Al Paolo Orsi di Siracusa, un sito di grande valore nel quale sono esposti ventimila reperti, dalla Venere Landolina alla statua in calcare della dea madre Kourotrophos, i sindacati hanno scritto nei giorni scorsi una nota di fuoco per segnalare alcune "anomalie". "Il sistema di allarme funziona in maniera ridotta - scrivono Cobas-Codir e Sadirs - perché non appena acceso va in tilt e si è costretti a disattivarlo per i continui allarmi. La telecamera posizionata nel cancello d`ingresso non funziona da tempo. Molte altre telecamere nel museo sono guaste".

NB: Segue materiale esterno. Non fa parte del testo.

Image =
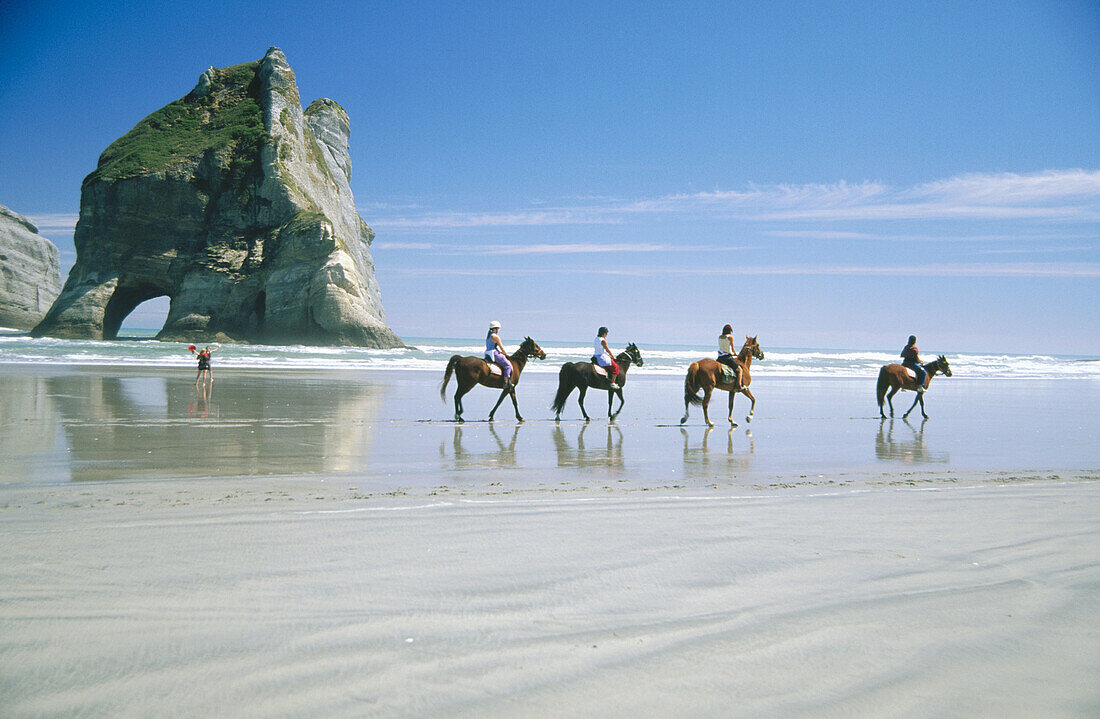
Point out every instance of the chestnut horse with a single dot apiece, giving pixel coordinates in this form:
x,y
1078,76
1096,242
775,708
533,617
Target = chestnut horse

Musei sporchi, senza telefono, senza controlli. Due settimane fa su YouTube è finito un video girato da alcuni custodi nel chiostro del museo Pepoli di Trapani, dove c`era di tutto: cartacce, uccelli morti, escrementi di animali. Dopo la divulgazione del video, il sito è stato pulito. Ma fra poco tempo rischia di tornare come prima. La causa della situazione di degrado dei musei di Sicilia è soprattutto una: la mancanza di fondi. Nell`ultima Finanziaria il governo Crocetta ha preferito stanziare un milione di euro per iniziative direttamente promosse dall`assessore di turno, mentre è stato azzerato il capitolo per il funzionamento dei siti. Così, per esempio, al Museo del Satiro di Mazara non hanno i fondi per chiamare un elettricista e montare una lampada a led da mettere all`interno della statua in bronzo per migliorarne la visione.
Il governatore Crocetta in due anni e mezzo ha cambiato quattro assessori, e nessuno ha avuto il tempo di lavorare davvero. Nessuno, quindi, ha risolto il problema dei servizi aggiuntivi. La prima cosa che ha fatto il presidente della Regione, appena insediatosi a Palazzo d`Orleans, è stata bloccare la gara che aveva portato avanti l`allora assessore Sebastiano Missineo. È iniziata una guerra di ricorsi al Tar che è approdata perfino alla Corte costituzionale.
In attesa che la Consulta si pronunci, da due anni e mezzo nei musei e nelle aree archeologiche di Sicilia mancano perfino le brochure, per non parlare di guide, cartoline o volumi sulle opere esposte. Nella gara sui servizi aggiuntivi era previsto anche che i privati investissero per migliorare la fruizione dei musei e avviassero iniziative di marketing per attrarre visitatori. Invece oggi i musei dell`Isola rimangono polverosi e abbandonati a se stessi. Un patrimonio immenso, mai valorizzato. Una Ferrari trasformata in un grande carrozzone.